At the end of Toni Morrison’s novel Song of Solomon (1977), Milkman travels to the fictional town of Shalimar, convinced that he is about to reclaim his family's lost inheritance. When he arrives, however, he is sorely disappointed. Instead of the “bags of gold” he was promised, he finds only “Nothing. Nothing at all.” Milkman’s recovery-that-is-not-one encapsulates the simple yet fraught question at the center of this dissertation: How to plot the inheritance not of positive but negative property?
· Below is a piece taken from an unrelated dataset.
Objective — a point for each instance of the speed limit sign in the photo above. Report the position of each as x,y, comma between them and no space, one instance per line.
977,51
Deploying a palimpsestic reading practice, I bring together novels and films, from the twentieth century to the present, that each cohere around this central dilemma: Can the hegemonic form of the British realist novel—the inheritance plot—be rewritten to depict, instead, forms of intergenerational dispossession? In 1973 Raymond Williams surveyed novelistic production in Britain in the nineteenth century concluding that almost ninety percent constitute an “inheritance plot.” This is, according to Williams, any plot in which narrative closure is secured with the intergenerational transfer of property, thereby sedimenting the underlying assumption of a definite relation between economic entitlement and biological property. If, however, nineteenth-century realism naturalized the transmission of wealth, right, and title, “The Inheritance Plot” examines how it has since been refused and mis-used to represent, instead, the inheritance of loss, exile, dispossession, debt, statelessness, and racial trauma.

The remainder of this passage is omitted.